17. Bicara Tentang Rai

Nara masuk ke rumah dengan wajah sumringah. Ia melompat-lompat kegirangan menghampiri Bu Farida.

"Eyang! Eyang! Nara dibeliin buku cerita baru sama Ayah Dewa!" seru Nara.

"Wah, seru banget... mau baca sama eyang nggak? Eyang kangen nih seharian nggak ketemu Nara," kata Bu Farida sambil memeluk dan mencium kedua pipi cucunya.

"Mauuu..." kata Nara senang.

Bu Farida menatap ke arah Dewa yang sudah berdiri di dekat mereka dan berkata, "Biar ibu yang sekalian bersih-bersihin Nara. Kamu sama Fara mandi terus istirahat dulu."

"Makasih, Bu," ucap Dewa sambil mengangguk. Nenek dan cucunya itu pun bergegas pergi.

Dewa berbalik dan senyumnya langsung kaku melihat wajah marah Fara yang sudah bertolak pinggang.

"Aku bilang apa?! No spoiling!" Kata Fara sambil mengacungkan telunjuknya. Ia maju sampai berada tepat di depan wajah Dewa.

"It's just one book, Far... stop over-reacting," kata Dewa sambil mundur selangkah karena risih dengan kejudesan istrinya. Ucapan Dewa barusan langsung membuat Fara makin naik pitam.

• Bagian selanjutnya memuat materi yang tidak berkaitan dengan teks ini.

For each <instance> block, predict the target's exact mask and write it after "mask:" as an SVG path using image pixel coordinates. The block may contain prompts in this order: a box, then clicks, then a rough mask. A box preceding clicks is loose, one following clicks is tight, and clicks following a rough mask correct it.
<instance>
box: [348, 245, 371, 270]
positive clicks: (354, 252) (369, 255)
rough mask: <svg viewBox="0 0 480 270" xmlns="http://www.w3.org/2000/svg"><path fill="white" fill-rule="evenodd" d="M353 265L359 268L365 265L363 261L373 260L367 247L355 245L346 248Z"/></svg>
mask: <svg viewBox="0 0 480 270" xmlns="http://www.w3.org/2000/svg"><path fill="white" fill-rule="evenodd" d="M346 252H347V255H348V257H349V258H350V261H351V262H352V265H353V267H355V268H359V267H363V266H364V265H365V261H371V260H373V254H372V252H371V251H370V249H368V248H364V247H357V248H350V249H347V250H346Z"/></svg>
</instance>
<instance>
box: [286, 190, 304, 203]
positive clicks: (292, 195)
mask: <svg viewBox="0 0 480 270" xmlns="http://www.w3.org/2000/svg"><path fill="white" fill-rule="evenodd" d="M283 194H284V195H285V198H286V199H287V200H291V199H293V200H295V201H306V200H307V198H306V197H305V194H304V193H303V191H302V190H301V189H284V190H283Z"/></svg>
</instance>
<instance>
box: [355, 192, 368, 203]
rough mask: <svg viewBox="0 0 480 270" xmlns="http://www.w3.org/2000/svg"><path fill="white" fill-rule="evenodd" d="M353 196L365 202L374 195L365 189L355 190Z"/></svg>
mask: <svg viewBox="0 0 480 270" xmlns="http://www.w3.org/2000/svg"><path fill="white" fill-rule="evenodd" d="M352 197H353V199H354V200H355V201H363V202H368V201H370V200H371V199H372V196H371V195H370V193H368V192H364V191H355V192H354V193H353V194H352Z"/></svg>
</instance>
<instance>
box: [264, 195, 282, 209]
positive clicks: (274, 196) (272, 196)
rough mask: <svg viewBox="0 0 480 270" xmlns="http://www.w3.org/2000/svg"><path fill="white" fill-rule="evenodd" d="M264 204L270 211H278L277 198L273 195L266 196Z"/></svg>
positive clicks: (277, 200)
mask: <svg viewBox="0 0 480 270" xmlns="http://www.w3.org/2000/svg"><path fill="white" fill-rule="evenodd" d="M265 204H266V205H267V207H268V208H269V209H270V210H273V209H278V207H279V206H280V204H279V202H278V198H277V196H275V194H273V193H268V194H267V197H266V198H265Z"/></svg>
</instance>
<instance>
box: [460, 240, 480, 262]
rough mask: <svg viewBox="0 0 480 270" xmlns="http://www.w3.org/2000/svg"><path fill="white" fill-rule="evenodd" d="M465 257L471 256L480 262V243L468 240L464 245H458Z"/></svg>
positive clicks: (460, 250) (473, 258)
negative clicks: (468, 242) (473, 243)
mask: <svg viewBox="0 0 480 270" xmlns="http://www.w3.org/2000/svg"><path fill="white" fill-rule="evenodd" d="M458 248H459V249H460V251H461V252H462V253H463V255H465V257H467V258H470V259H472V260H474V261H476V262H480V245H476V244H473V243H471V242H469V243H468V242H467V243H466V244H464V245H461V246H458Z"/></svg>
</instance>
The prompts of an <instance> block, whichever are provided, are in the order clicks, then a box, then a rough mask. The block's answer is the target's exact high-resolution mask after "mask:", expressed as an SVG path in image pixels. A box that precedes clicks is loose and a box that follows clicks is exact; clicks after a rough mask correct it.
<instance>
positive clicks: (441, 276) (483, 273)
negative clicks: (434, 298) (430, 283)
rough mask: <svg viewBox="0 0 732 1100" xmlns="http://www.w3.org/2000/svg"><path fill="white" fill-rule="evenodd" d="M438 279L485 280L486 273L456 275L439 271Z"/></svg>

"Over-reacting kamu bilang?! Itu activity book yang tebel, dapet stiker sama spidol! Kamu liat nggak harganya, hah?!" Fara memukul-mukul dan mencubiti Dewa saking kesalnya. Tentu saja tidak ampuh membuat pria itu kesakitan, tapi setidaknya emosinya dapat terlampiaskan.

"What could I do?! She's like a psychic, so persuasive..." respon Dewa sambil terkekeh.

"Weak!" Fara menghentakkan kakinya lalu berjalan menuju tangga.

"Jangan pelit-pelit. Uangku juga buat apalagi kalo bukan buat keluargaku?" Dewa mencuri kecup kepala Fara dan mendahului istrinya menuju lantai dua.

Fara hanya menatap punggung Dewa sambil tersenyum. Laki-laki itu benar-benar sudah menjadi keluarganya. Tidak ada nada canggung ketika Dewa berkata, "keluargaku" tadi.

Apa mungkin Fara juga harus mencoba mengesampingkan kecanggungannya dan lebih membuka diri pada Dewa?

Perempuan itu mendesah, lalu mengikuti suaminya ke atas.

***

Fara berdiri di depan ruang kerja dengan gugup. Setelah menarik nafas beberapa kali, ia pun Fara membuka pintu dengan satu tangan memegang nampan.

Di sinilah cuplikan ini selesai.